(Özgürlükçü Gençlik Web Sitesi)
Nedim Şener ve Ahmet Şık’ın gözaltına alınmasıyla Ergenekon davası tekrar gündeme geldi, fakat bu sefer medyayı daha doğrusu yazılı basını öne çıkararak.
Yazılı basın ortaya çıktığından bu yana gerek Türkiye, gerekse Dünya’da baskı altında oldu ve olmaya devam ediyor. Başta Abdülhamit döneminden başlayarak faaliyetine başlayan baskı ve sansür, ilerleyen zamanlarda biçim değiştirerek varlığını devam ettirdi Türkiye’de.
1945 yılında Tan Gazetesinin basılmasıydı bu biçim değişikliğinin ilk versiyonu. Bu baskında yer alan Süleyman Demirel daha sonra yüksek devlet görevlerinde bulunacaktı, Aziz Nesin de kendi gazetesini yakmaktan cezaevinde !
Daha sonra Kürt gazetecilerin enselerinde kurşun olarak bulacaktık değişik bir versiyonunu, ve yahut 166 (yazıyla yüz altmış altı) yıl ceza almasıyla Vedat Kurşun’un. Sayısını bile hatırlayamayacaktık kapatılan Kürt gazetelerinin sayısını ve adlarını.
Metin’in kafasındaki morlukta ve Hrant’ın sırtındaki kurşunda bulacaktık o kirli, kanlı ellerini. Birinde cop, birinde bayrak tutarken!
Erol Zavar, Nevin Berktaş ve Toplumsal Özgürlük Gazetesi yazarları Oğuzhan Kayserilioğlu ve Tuncay Yılmaz’ı parmaklıklar arkasına atarak emeğin ve ezilenlerin sesini susturabileceğini sanarken görecektik değişik bir versiyonunu da.
Ve 21 Eylül komplosunun kanıt(!) ve yargılamalarını görmüştük baskı ve zulmün, yazılı basının dezenformasyon ve iftira biçimine bürünmüş baskı versiyonunu, emniyet ve adaletten önce!
Gazetecilik okumak istiyorsa çocuğunuz, önce kalmasını istediğiniz cezaevini seçin diyordu sosyal ağlarda paylaşılan düşüncelerden birinde. Sanırım önce ödeyeceği bedeli seçmesi gerekiyor gazetecilik okuyacak olan bu ülkenin gençleri. Fakat bu ülkenin gençleri 4 Aralık’ta Kabataş’ta, 16 Mart’ta Beyazıt’ta bedellerini ödüyorlar aydınlığın ve özgürlüğün ve ödeyecekler de. Ve gazeteciler yine yazacak bu gençlerin onurlu mücadelesini.

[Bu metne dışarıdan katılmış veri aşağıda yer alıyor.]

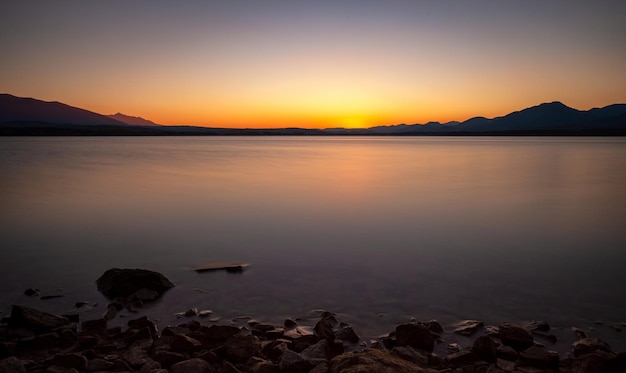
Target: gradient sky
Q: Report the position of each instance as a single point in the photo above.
(313, 63)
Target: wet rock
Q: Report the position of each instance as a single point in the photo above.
(192, 366)
(191, 312)
(221, 331)
(462, 358)
(515, 336)
(408, 353)
(96, 365)
(347, 333)
(136, 357)
(143, 322)
(125, 283)
(415, 335)
(293, 362)
(258, 365)
(453, 348)
(72, 360)
(183, 343)
(538, 357)
(240, 347)
(35, 320)
(320, 350)
(324, 327)
(373, 361)
(11, 365)
(91, 326)
(31, 292)
(434, 326)
(289, 324)
(485, 348)
(540, 325)
(589, 345)
(468, 327)
(579, 333)
(205, 313)
(168, 358)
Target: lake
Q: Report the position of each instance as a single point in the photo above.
(376, 229)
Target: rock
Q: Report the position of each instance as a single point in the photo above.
(289, 324)
(485, 348)
(589, 345)
(453, 348)
(434, 326)
(258, 365)
(143, 322)
(240, 347)
(136, 357)
(462, 358)
(293, 362)
(146, 295)
(205, 313)
(347, 333)
(579, 333)
(216, 266)
(183, 343)
(410, 354)
(538, 357)
(191, 312)
(515, 336)
(91, 326)
(539, 325)
(324, 327)
(192, 366)
(96, 365)
(72, 360)
(468, 327)
(415, 335)
(31, 292)
(221, 331)
(11, 365)
(320, 350)
(126, 282)
(35, 320)
(373, 361)
(168, 358)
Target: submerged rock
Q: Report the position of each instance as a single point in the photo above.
(126, 283)
(515, 336)
(35, 320)
(374, 361)
(415, 335)
(468, 327)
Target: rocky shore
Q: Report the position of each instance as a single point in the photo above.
(32, 340)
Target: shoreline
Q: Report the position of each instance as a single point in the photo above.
(42, 342)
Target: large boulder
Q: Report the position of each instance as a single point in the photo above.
(125, 283)
(35, 320)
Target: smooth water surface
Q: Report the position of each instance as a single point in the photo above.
(377, 229)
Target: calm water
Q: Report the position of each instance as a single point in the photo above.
(378, 230)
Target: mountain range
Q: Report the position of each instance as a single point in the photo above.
(28, 116)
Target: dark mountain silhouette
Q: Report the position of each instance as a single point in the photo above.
(18, 109)
(545, 118)
(136, 121)
(27, 116)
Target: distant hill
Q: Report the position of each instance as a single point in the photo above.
(553, 117)
(27, 116)
(19, 109)
(136, 121)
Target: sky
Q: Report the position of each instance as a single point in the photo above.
(314, 64)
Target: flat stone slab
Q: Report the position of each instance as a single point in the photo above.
(226, 266)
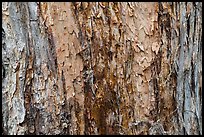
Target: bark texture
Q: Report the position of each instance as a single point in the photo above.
(101, 68)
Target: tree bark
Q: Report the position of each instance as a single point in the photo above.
(101, 68)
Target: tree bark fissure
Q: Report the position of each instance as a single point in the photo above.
(101, 68)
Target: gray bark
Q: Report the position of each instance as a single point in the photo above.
(101, 68)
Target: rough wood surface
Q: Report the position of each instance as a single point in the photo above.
(101, 68)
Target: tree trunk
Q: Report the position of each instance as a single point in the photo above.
(101, 68)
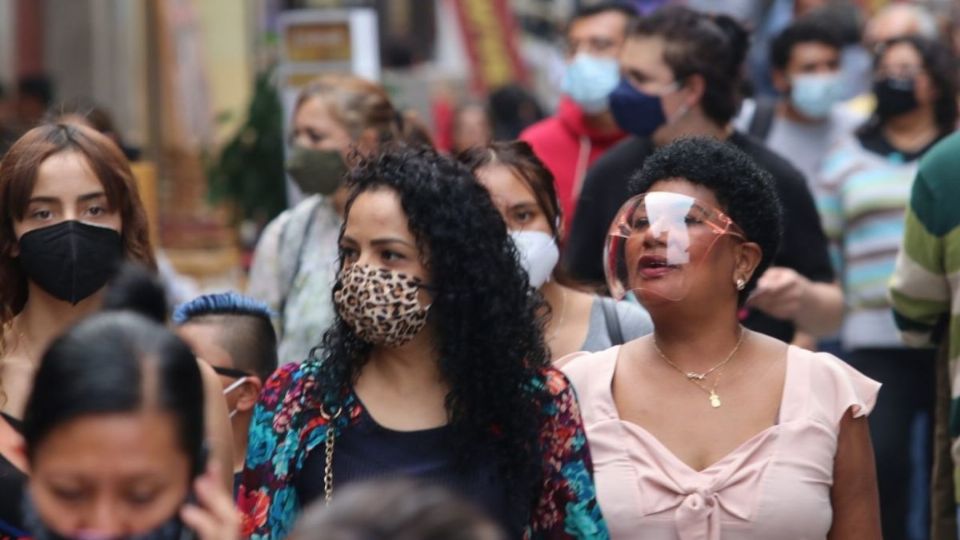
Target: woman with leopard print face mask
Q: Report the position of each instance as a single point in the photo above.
(435, 368)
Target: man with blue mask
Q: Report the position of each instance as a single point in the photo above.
(804, 120)
(234, 334)
(680, 77)
(583, 127)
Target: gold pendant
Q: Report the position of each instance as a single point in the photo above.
(714, 400)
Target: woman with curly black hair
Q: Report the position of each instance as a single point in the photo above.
(706, 429)
(435, 368)
(523, 189)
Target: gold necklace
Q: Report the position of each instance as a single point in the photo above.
(695, 377)
(563, 312)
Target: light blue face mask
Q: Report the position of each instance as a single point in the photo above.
(814, 95)
(588, 81)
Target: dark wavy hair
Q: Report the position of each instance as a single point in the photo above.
(938, 63)
(487, 319)
(712, 46)
(746, 192)
(117, 363)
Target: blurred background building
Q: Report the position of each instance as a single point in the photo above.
(196, 90)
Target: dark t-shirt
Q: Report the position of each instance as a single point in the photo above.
(368, 450)
(803, 247)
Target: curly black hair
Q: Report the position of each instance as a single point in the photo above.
(939, 64)
(808, 29)
(488, 320)
(745, 192)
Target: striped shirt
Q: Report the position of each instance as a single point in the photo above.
(862, 196)
(925, 289)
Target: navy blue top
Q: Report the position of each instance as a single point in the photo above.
(368, 450)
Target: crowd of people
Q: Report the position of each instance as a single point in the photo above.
(676, 309)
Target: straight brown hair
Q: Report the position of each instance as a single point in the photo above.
(18, 175)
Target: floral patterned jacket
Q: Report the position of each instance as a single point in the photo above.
(287, 425)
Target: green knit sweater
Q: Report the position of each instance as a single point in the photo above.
(925, 289)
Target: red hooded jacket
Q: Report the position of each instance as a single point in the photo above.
(567, 146)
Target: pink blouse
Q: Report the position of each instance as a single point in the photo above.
(774, 485)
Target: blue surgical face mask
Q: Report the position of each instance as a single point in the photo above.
(637, 112)
(588, 80)
(814, 95)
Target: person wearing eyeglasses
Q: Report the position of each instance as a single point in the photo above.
(233, 334)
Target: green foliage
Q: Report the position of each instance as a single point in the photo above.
(249, 171)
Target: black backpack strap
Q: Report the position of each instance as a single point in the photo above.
(610, 316)
(763, 114)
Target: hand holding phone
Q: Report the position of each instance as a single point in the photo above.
(214, 515)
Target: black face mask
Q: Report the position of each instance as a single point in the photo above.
(70, 260)
(894, 97)
(172, 529)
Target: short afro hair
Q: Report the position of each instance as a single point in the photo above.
(745, 192)
(809, 29)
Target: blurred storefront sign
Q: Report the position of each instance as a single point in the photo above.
(490, 39)
(316, 41)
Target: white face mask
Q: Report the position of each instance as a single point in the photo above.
(233, 386)
(539, 255)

Gazeteler, düşüncelerin kitlelerin bilincine dönüşerek somut bir güç olmasında önemli araçlardan biridir. Ne zaman ki ezilenler bu aracı kullanmak istedilerse devrim ve demokrasi yolunda, yukarıda bahsettiğimiz baskı ve şiddet biçimlerini kullandı ezenler. Geçmişte olduğu gibi bugünde bize düşen gazetelerimize, gazetecilerimize sahip çıkmak. Bu da varoluşumuzun, direnmemizin ve mücadelemizin bir başka şekli değil mi?